Travelers share experiences that left them with culture shock
“It was a whole new and strange experience for me, but not in a bad way.”
Whenever you travel to a new or unexpected place, it’s easy to experience culture shock. So, the members of the BuzzFeed community shared their experiences abroad that totally shocked them or made them say: “Whoa, it’s different. âHere are some of their stories.
âWhile visiting Japan, I couldn’t believe how clean the streets were. I realized that people take their garbage home. There are hardly any garbage cans outside in the spaces. public. “
âI’m from Portugal where food is an integral part of our culture and meals last most of the day. When I moved to UK lunch was a big change. Most people have a great lunch. light, like a small sandwich or a salad. Back in Portugal, almost everyone takes a break of at least an hour to enjoy a hot lunch. My British friends are still confused when I tell them I make lasagna or a hearty stew for lunch.
“I was shocked that in Mexican pharmacies almost all drugs are available over the counter. Even antibiotics and pain relievers, or drugs that require a prescription at home.”
âI was in Tokyo eating in a restaurant and at the table next to us, a mom left her two year old son at the table while she went to order. He sat there sweetly and quietly and even put on his own bib. “
“I couldn’t understand how long people typically delay for dinner in Spain. Even sitting down for a meal at 10pm is considered normal.”
âIn Germany we have seen young children take the train alone to and from school and return home for their lunch break. Children don’t do that in the United States â
“In China, it was crazy to see scooters used as a means of transport for all. I saw Vespas loaded with large logs or children on their backs eating a bowl of rice as the mother sped through traffic. I even saw a mother breastfeed a newborn baby while she was driving. “
âI was visiting Germany and went to fill my water bottle at my hostel. The water cooler had two different taps. I filled my bottle and took a huge sip of it before realizing it. it was actually sparkling water. Free public sparkling water! “
âIn South Korea, their convenience stores were a paradise. Eating out in South Korea is expensive, but the meals in the convenience stores were so good, gourmet, and much cheaper. in the USA”

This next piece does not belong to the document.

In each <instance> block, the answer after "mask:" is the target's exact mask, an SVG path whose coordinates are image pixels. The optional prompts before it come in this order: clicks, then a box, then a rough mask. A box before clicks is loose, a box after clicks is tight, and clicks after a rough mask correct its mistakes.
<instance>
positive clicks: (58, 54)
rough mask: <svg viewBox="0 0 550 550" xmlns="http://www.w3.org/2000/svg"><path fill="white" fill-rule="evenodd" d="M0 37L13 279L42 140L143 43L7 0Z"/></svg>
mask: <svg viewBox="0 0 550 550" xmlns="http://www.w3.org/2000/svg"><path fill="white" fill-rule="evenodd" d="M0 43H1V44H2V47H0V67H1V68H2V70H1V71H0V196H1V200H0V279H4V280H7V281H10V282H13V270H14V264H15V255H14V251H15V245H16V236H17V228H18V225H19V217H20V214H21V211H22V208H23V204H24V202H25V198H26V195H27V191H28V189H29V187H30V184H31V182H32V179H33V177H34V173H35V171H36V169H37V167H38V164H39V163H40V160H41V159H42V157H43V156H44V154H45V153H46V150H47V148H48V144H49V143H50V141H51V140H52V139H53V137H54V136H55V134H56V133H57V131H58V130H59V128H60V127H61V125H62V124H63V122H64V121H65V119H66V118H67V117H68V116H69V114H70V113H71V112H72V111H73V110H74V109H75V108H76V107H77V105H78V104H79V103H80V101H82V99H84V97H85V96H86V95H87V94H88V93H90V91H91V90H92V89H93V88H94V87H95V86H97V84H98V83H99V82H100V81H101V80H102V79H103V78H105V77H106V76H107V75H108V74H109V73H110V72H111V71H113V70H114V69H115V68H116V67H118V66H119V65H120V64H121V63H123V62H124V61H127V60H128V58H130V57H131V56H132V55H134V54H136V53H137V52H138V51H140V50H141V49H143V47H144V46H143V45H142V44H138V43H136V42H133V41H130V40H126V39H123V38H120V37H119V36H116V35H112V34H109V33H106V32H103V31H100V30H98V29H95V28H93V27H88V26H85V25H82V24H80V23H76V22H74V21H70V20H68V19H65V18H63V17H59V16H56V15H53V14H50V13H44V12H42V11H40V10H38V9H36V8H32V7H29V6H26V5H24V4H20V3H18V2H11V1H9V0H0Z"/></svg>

âSeeing people naked on billboards in Europe has been a big change from what I’m used to. The United States is so careful when it comes to advertising.â
âWhile visiting the United States, I was amazed at the number of calories in American restaurant meals. The Cheesecake Factory offers pasta at 20.00 calories! Holy Cow is the equivalent of a day whole calories in a dish. “
âOrdering food from a vending machine at a restaurant in Japan was surreal. You order noodles from a machine, then you sit at a stand with a curtain, and someone delivers your food when it’s ready and closes them. blinds. It was a strange experience, but not in a bad way. “
âWhere I grew up, the tallest building within 50 miles of my house was the five-story hospital. Going to New York and being surrounded by skyscrapers was pretty surreal.â
“I ordered fries in Belgium and the waiter drowned them in mayonnaise before serving them to me. There was no ketchup to find. This combination changed my world.”
âI am European and I was shocked at the size of everything in Canada. I always knew that North America had different dimensions, but it was crazy to see it for myself. Everything from cars, roads, portions, even the sizes of the refrigerators were huge. When I got home, the roads in Europe looked more like cycle lanes in comparison. “
“I was shocked to see that at McDonald’s in France you can order both beer and wine.”
“The unbelievably low price of beer in the Czech Republic. A group of us drank beer all night and our final bill was around $ 23 per person.”
âIn my home country I am of average height. In the Netherlands and Finland I found myself looking in many mirrors where I could only see the top of my forehead. I was so small by compared to the average woman out there. “
âThe quality of fast food in London is much better than in America. I ate Pizza Hut twice on my trip there because it was so delicious. The quality of the cheese was amazing for fast food. . McDonald’s was also very good. “
“While visiting the United States, I was blown away by all the options in the grocery store. How many types of ketchup can a person need?”
“Large living spaces. I’m from Hong Kong where the average apartment size is around 300-500 square feet. If you are in an apartment or house over 1000 square feet, it’s super luxurious according to our standards. “
âWhen I visited my brother who lives in Switzerland, I was surprised at the degree of independence that parents give their children. I’m from the UK, where most parents wouldn’t dream of. letting a five-year-old go to school alone. My brother and his wife are perfectly happy to let their children walk to school unattended, and the route even includes train tracks. “
“I was in South Korea in the spring and it was raining constantly. The bus stop for Myeodong airport has no shelter – it’s right by the side of the road. When it rains, someone one (I guess nearby store owners) leave umbrellas for people waiting for the bus. There were so many cute umbrellas hanging along the railing and no one stole them. They were just there for anyone to see. use them when needed, and that was a huge shock to me. “
“In Eastern European countries like Poland, pizza is served with ketchup or mayonnaise. I was not prepared for it.”